Mas a guerra não estava restrita às disputas na opinião pública. Ela se alastrava pelas ruas, em episódios de violência entre os jovens e suas bandeiras opostas: integralistas e comunistas. Estava presente também no campo cultural, no interior do qual havia disputas em relação à possibilidade de influência política sobre grupos juvenis formais e informais. Particularmente, disputavam-se posições, articulações e, por último, a constituição de redes de relações sobre vários setores ligados às juventudes, como as associações esportivas, por exemplo. Nesse sentido, havia, por parte dos comunistas, o interesse em ampliar sua influência sobre os jovens associados em grupos formais e informais em torno das práticas esportivas.
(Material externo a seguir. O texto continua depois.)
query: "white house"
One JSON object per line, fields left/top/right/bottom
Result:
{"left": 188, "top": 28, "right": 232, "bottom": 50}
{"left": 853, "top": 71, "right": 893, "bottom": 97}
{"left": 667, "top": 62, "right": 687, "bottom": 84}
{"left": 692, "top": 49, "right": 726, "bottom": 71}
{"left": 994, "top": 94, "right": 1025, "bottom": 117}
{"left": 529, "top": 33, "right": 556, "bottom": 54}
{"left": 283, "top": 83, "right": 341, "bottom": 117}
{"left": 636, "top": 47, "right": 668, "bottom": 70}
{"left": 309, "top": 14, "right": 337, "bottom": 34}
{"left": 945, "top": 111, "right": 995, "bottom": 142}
Se aquelas práticas específicas de educação física atraíam os interesses das juventudes, longe de se colocarem como uma juventude comunista oposta aos jovens atletas, com outros interesses, com o compromisso revolucionário, os jovens comunistas enxergaram a possibilidade de aproximação com outras juventudes a partir dos esportes, ampliando sua propaganda política em outros círculos. O próprio relatório de 1936, do Deputado Alberto Alvares, evidencia essa prerrogativa quando revela o apoio de associações esportivas à juventude comunista. Nas suas palavras:

A juventude comunista, que antigamente era apenas uma insignificante organização sectária, prepara atualmente um Congresso Pan-brasileiro da Juventude Operária, Estudante e Camponesa. Esse congresso já conseguiu o apoio das organizações desportivas, das organizações de estudantes, organizações operarias, etc. (O IMPORTANTE PARECER..., 1936, p. 13).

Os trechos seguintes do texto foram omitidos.